Labour's showing was respectable, given the position of Labour nationally, and the fact that Labour's campaign was pretty abysmal. The Tories were able to use the fact that they now control the Council, and have done a few cosmetic improvements, in the area, to get out enough votes to win. It's possible some Lib Dems voted tactically, to make sure the BNP were kept out - the Tories were always likely to win - but, given the low poll, that seems unlikely to account for much of their poor showing. The BNP will no doubt see the result as encouraging for their further forays into Newcastle Borough, as a logical extension of their strong position in Stoke Council. Having won secure positions in the large Council estates, in Stoke, at Bentilee and Meir, and other traditional working class areas, they now look likely to expand into the deprived areas of Newcastle, in Chesterton and Silverdale, where large former Council estates could provide them with further bases.

The result shows that what I said in my previous blog clearly applies. It is no longer enough to simply attack the BNP, certainly not to base activity on the idea that its just a matter of preventing a vote for the BNP. Its necessary to provide a positive alternative, and realistically that can only be the LP. The events of the last week have shown to me that, also, what I said previously has been proved to be correct. The idea of an anti-fascist organisation that seeks to defeat the BNP, without itself developing a political alternative, is very limited. There are two alternatives. Either an anti-fascist movement has to be one which is fairly homogenous, that is it must essentially be one made up of working class organisations, which have at least some generally shared principles, or else that anti-fascist organisation has to focus on a very limited set of objectives - in effect just mobilising to counter the BNP when and where it mobilises.
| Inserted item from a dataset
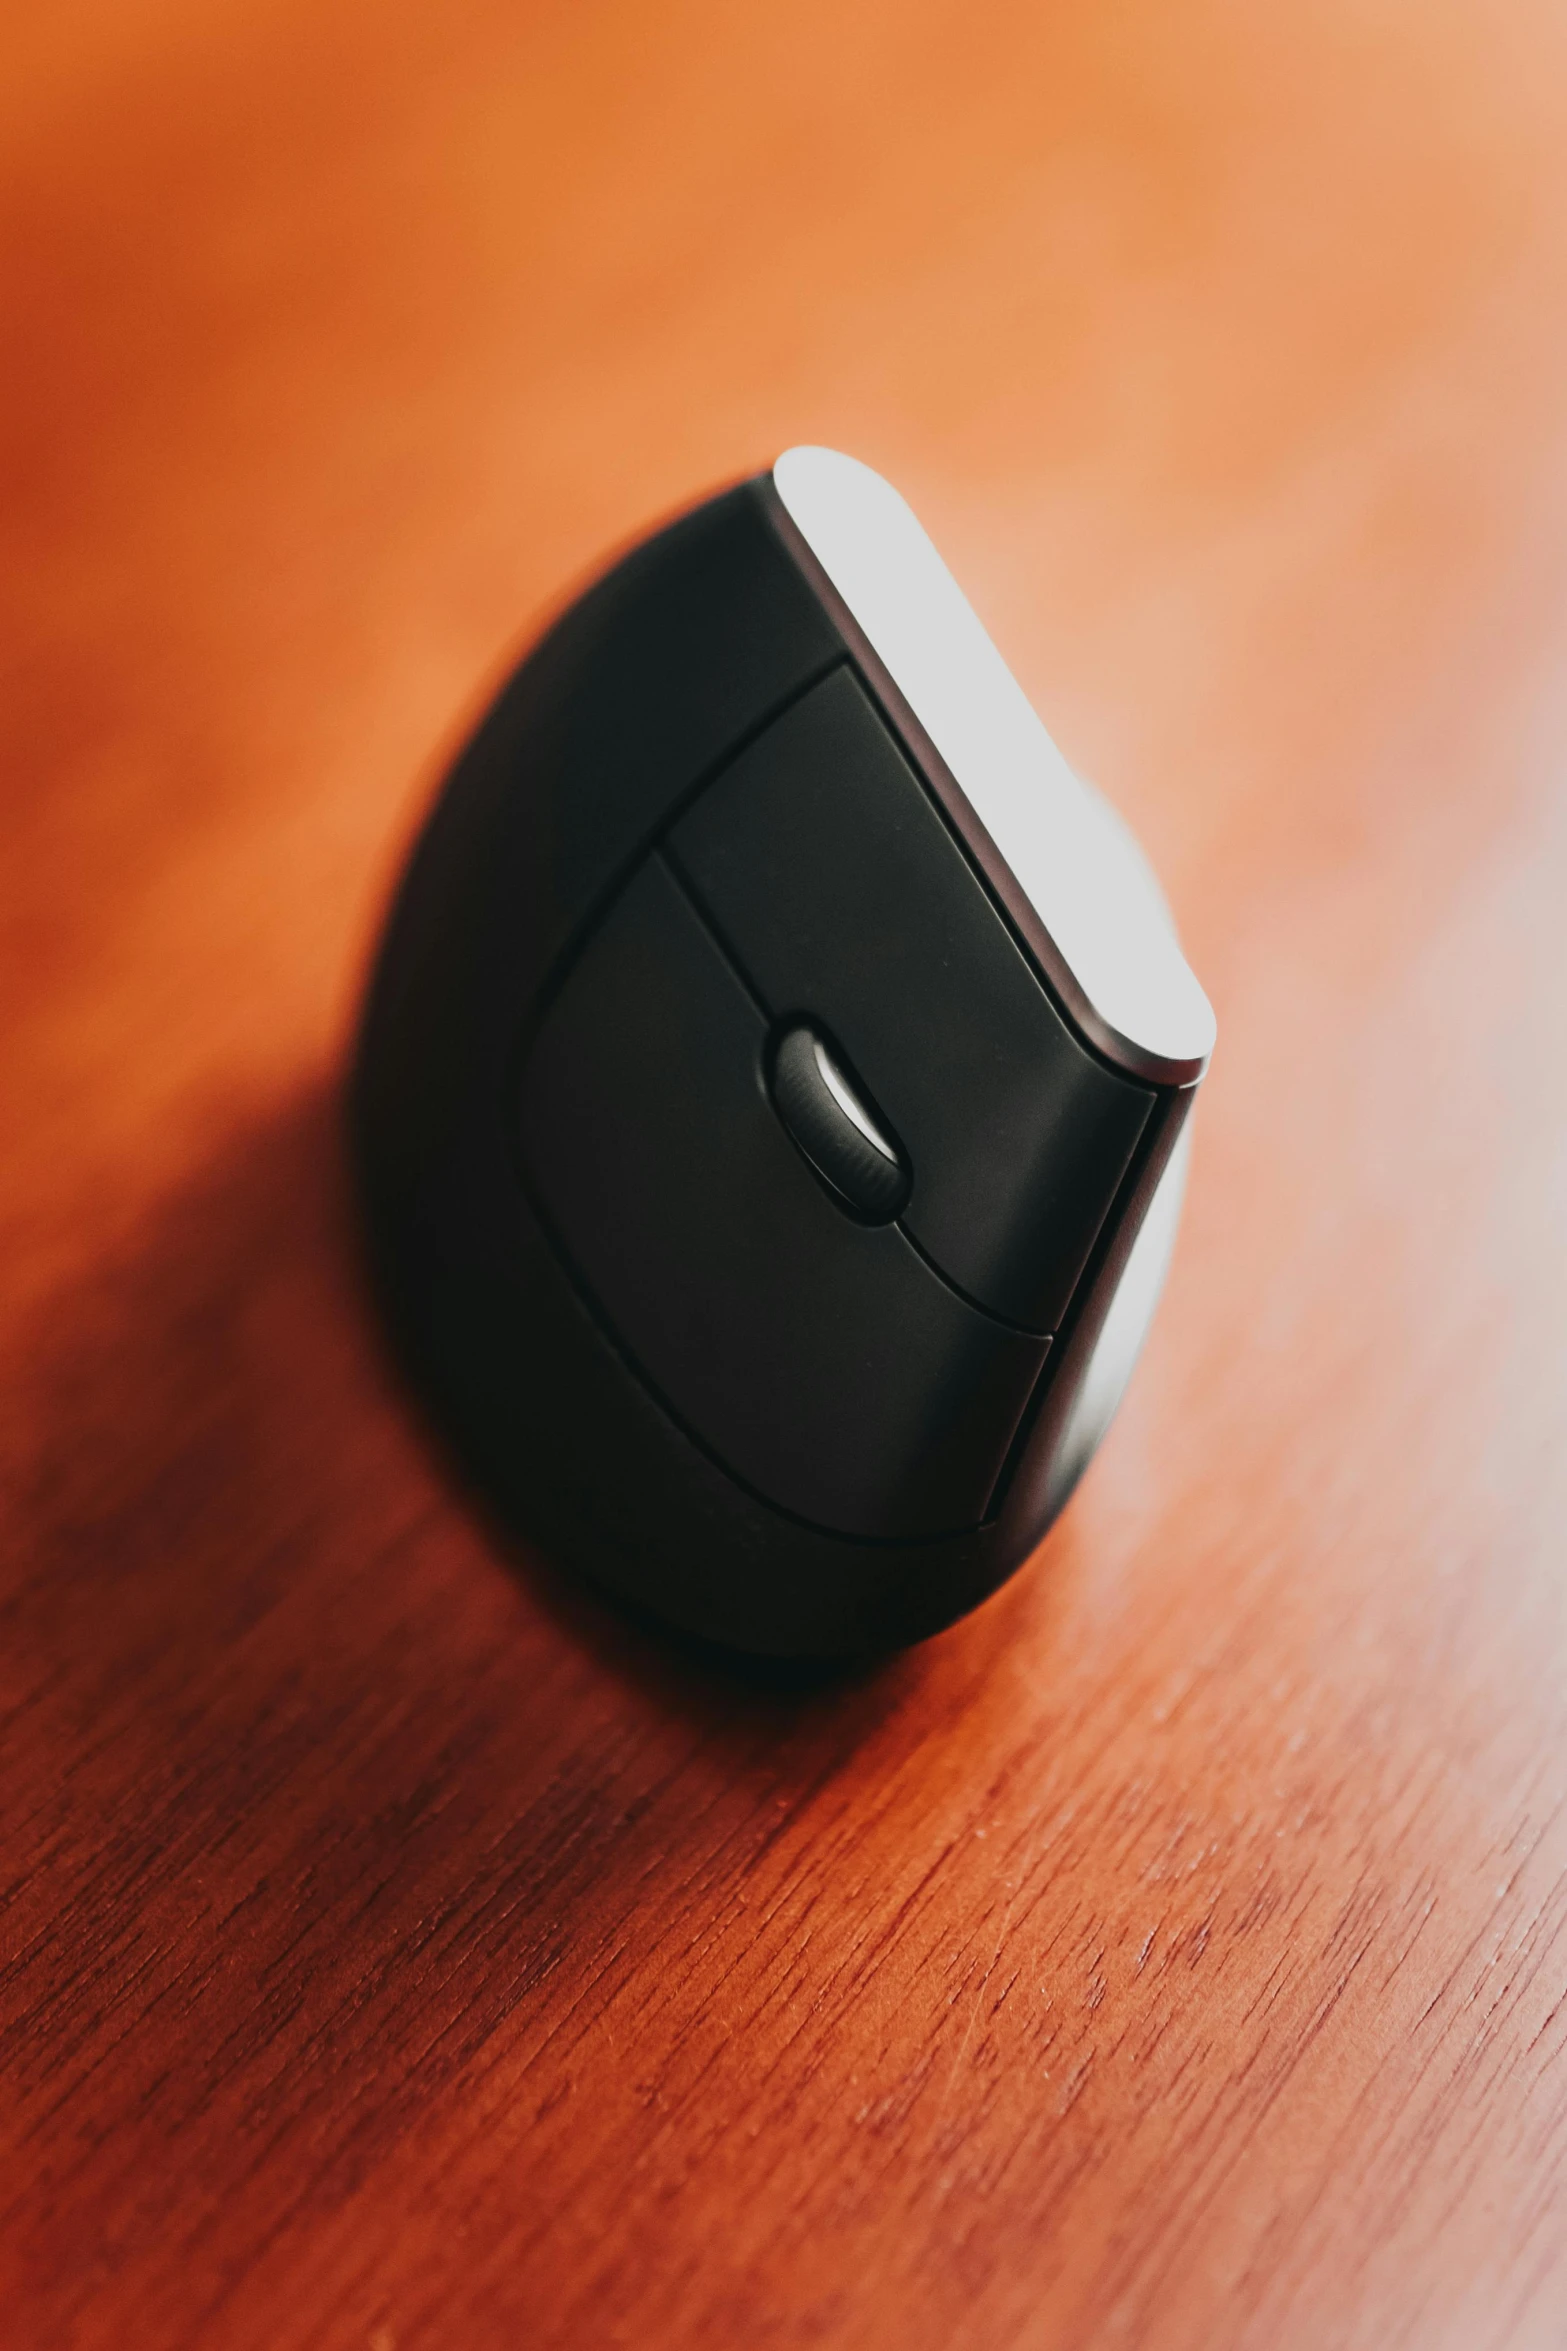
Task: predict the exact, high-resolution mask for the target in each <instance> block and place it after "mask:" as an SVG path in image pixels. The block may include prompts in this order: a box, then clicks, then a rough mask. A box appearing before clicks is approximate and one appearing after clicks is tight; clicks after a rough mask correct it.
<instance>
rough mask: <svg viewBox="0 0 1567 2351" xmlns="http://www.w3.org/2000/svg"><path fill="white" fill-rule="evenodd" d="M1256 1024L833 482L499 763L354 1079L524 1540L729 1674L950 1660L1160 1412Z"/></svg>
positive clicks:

If the BNP are attacking a local ethnic community, I'm not bothered whether the bloke standing next to me opposing them is a rugby player from the local Conservative Club, or a philosopher from the Socialist Party, but, if some propaganda is going out, then I know, in advance, that I will have some common grounds with the SP comrade, but absolutely none with the Tory. But, in reality, as experience has shown, if a political alternative is to be presented to workers, it has to be a credible alternative, and not the fantasy politics of the sectarian left. In reality, it means that the political alternative to the BNP can only be channelled through the LP. That is not going to come through the current LP leadership, and, unfortunately, it is unlikely to come through many of the ordinary rank and file LP members in the branches. It's only Marxists who can put forward the interests of the movement tomorrow in the movement of today. The long, balls-aching job of plodding away, day in day out, patiently explaining to those workers the solutions that need to be developed remains the main task of Marxists today.